Staff trained to care for residents with these conditions are more likely to understand the meaning of behaviors such as wandering and yelling and can better meet resident needs. You want to hear that staff receives training to meet the needs of the residents they care for.
What is your plan for pressure ulcer prevention?
The skin, like the heart and lungs, can fail over time. Residents who can’t move by themselves, or who have dementia are more likely to have pressure ulcers. Pressure ulcers can develop on hips, heels, tailbone, ankles, elbows, shoulders, head, ears or wherever pressure is on the skin too long (as little as two hours) when nutrients and oxygen are cut off. Staff help to prevent them by inspecting the skin daily. They should also carefully turn or move a resident, or remind them to move themselves, as scheduled. Staff should keep residents clean and dry from incontinence and make sure they eat and drink nutritious food and fluid. Residents and families are full partners in making sure this happens. The schedule for these preventive measures should be included in the care plan.
How do you assess and treat residents’ pain?
Pain can be difficult to assess and measure. Staff should ask all residents about their comfort or level of pain daily. For a person with dementia, they should watch for pain signs like pacing, holding a body part, grimacing, or shouting. Understand that staff is attentive but cannot see everything. Help watch for signs that a resident may be uncomfortable or in pain and alert the nursing staff. Check to be sure the pain was treated.

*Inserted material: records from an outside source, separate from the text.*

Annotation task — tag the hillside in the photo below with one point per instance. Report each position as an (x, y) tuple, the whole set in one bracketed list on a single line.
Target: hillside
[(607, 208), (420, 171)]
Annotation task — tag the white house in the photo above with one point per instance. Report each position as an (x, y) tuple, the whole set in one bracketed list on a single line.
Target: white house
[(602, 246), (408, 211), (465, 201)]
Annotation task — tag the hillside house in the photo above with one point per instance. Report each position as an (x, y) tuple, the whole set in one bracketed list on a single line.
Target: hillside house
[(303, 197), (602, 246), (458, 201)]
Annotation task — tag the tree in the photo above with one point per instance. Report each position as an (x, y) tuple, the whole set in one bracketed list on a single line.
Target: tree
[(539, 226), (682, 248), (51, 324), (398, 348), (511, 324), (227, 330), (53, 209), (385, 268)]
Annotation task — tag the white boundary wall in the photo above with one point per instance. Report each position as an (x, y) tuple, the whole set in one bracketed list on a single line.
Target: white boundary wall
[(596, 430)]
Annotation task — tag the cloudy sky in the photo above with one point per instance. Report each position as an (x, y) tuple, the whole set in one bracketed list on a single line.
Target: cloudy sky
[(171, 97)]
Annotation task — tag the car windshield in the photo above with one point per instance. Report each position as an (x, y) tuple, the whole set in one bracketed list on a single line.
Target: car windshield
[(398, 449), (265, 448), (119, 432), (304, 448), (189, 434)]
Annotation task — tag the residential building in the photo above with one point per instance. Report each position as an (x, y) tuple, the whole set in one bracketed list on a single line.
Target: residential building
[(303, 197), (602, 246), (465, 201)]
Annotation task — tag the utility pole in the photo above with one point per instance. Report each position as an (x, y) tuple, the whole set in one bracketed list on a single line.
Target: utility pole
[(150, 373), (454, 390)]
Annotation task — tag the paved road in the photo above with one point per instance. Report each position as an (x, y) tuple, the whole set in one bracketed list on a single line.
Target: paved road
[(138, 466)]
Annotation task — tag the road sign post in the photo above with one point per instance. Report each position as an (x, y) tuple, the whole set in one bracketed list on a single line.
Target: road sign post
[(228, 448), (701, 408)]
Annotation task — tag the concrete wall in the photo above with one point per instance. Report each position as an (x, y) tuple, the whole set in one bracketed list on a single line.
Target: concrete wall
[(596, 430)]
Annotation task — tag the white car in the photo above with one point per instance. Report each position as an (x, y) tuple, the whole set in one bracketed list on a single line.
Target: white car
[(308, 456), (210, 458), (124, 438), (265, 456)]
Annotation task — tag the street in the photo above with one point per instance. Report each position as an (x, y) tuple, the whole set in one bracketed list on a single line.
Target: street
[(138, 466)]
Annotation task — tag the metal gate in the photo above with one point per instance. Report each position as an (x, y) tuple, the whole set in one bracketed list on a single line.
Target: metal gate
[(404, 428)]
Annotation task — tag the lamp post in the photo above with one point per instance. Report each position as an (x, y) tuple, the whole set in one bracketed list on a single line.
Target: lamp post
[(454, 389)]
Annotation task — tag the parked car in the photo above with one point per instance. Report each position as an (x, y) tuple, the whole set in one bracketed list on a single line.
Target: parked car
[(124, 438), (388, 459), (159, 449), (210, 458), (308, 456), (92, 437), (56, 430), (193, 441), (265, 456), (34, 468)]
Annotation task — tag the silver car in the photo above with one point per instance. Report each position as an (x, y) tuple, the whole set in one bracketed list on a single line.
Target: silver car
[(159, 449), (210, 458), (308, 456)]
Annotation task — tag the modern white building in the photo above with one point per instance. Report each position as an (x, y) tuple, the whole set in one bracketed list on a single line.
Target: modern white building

How are medications handled?
Residents often take many drugs. Some are prescribed, while others are over-the-counter medications like vitamins. The more medications someone takes, the more likely they are to have a drug interaction. Nursing home staff continually assess the benefits and complications of these drugs. The addition of any new medication needs monitoring by the nursing staff. Families should alert the staff if they notice sleepiness or confusion, or any changes since it could be from a medication.
Are staff familiar with your family member’s routine, medical background, and preferences?
As noted in the discussion of the care plan above, residents and families should share as much information as possible about a resident’s preferences. For example, if staff is alerted that a resident enjoys sleeping late, they won’t schedule physical therapy then. If the resident wants dinner early, a bedtime snack should be built into the care plan. If he or she wishes to listen to the radio in the afternoon, staff should try to accommodate this preference. Ask questions about monitoring and satisfaction.
How are suggestions handled?
Residents and families offer a second pair of eyes and ears. Collaboration with the staff will improve resident satisfaction and result in better care. If continual issues arise, alert the nursing home administration and attend the care plan meeting to get more information.
Does the nursing home have a long-term plan to improve care for everyone?
It is important for nursing homes to set goals to continually improve care and to address issues as they arise. How often are quality assurance meetings held? Does the nursing home have a process to identify potential problems? What issues are they currently working on? Ask if families can be involved.
Does the facility have a consumer satisfaction survey?
If so, ask to see it. A high-satisfaction rating by residents and family members often correlates with higher quality care.
Above all, stay informed and involved.
Visit your loved one as frequently as you can. Express your opinion. Know what’s going on with your family member. Get more information about the various conditions your loved one has so you can know what to expect. Get to know the caregivers and other residents and their families. If you have questions about any of the above and the nursing home is not able to answer them, contact your local ombudsman (www.ltcombudsman.org).